Si l’on demandait aux fidèles catholiques qui ont déjà assisté au lavement des pieds qui se fait durant la liturgie du Jeudi Saint quelle est la signification de ce rite, il est certain qu’ils donneraient une explication qui ne seraient pas différente de celle que pourraient donner les Protestants : il s’agit de rappeler l’importance de la charité et du service humble que tous les disciples du Christ doivent pratiquer les uns envers les autres. Voilà donc à quoi a été réduit le “Mandatum” : une invitation à s’entraider ; puisque vous me lavez les pieds, je vais laver les vôtres... Le “Mandatum” est désormais perçu comme une coutume luthérienne ou anglicane :
Pourtant, si l’on interroge l’histoire de la liturgie et qu’on lit les commentaires patristiques, on constate que le lavement des pieds n’a jamais été compris comme étant le signe d’un service mutuel. Le lavement des pieds lié au sacerdoce d’Aaron et des Lévites, dans l’Ancien Testament, a toujours été une préfiguration du “Mandatum” de la liturgie du Jeudi Saint par lequel le Christ a voulu préparer ses Apôtres au sacerdoce de la Nouvelle alliance. En raison de cette compréhension, les Pères de l’Église ont donné au rite du lavement des pieds une interprétation visant à faire saisir que les Apôtres devaient être purifiés et conformés au Christ-prêtre. En d’autres termes, le rite du “Mandatum” a toujours porté sur le statut et l’identité du prêtre comme “alter Christus” et devait, de ce fait, demeurer réservé aux membres du clergé. En 1955, Pie XII a autorisé que les laïcs puissent remplacer les prêtres lorsque, dans une paroisse, le nombre de clercs était insuffisant. Cette décision a été particulièrement bien accueillie par l’aile progressiste qui se montrait opposée à la nature hiérarchique de l’Église. Sans surprise, l’autorisation a été exploitée par ceux qui commençaient à contester l’idée de sacerdoce ministériel. Le P. Yves Congar avait alors déclaré : “Nous sommes encore loin de tirer les conséquences de la redécouverte du fait que toute l’Église est un seul Peuple de Dieu et que les fidèles la composent avec le clergé. Inconsciemment, nous avons encore l’idée que l’Église est composée du clergé et que les fidèles ne sont que leurs bénéficiaires ou leur clientèle. Cette horrible conception est inscrite dans tant de structures et de coutumes qu’elle semble gravée dans la pierre et qu’il difficile de changer quoi que ce soit. C’est pourtant une trahison de la vérité. Il reste encore beaucoup à faire pour décléricaliser notre conception de l’Église.”

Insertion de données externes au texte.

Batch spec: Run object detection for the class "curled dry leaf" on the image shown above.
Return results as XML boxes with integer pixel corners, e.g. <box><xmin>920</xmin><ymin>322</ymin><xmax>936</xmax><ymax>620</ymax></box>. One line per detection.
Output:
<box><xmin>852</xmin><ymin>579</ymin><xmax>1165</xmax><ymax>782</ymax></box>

En lavant les pieds à des fidèles laïcs, dont des femmes, le pape François n’a pas joué en faveur d’une redécouverte du véritable sens du “mandatum”. A son exemple, on se fait un point d’honneur de laver maintenant les pieds à des femmes et dans certaines paroisses, ce sont même des laïcs des deux sexes qui lavent les pieds d’autres laïcs. Si l’on ajoute à cela le fait que la liturgie du Jeudi Saint est (malgré une interdiction du Siège apostolique qui n’a jamais été levée) célébrée sur des tables dressées dans les nefs, on voit que ce sont des communautés paroissiales entières qu’on fait glisser vers le protestantisme, c’est-à-dire vers une Église progressivement sans prêtres, sans sacrements et sans doctrine objective. Le schisme est donc à nos portes.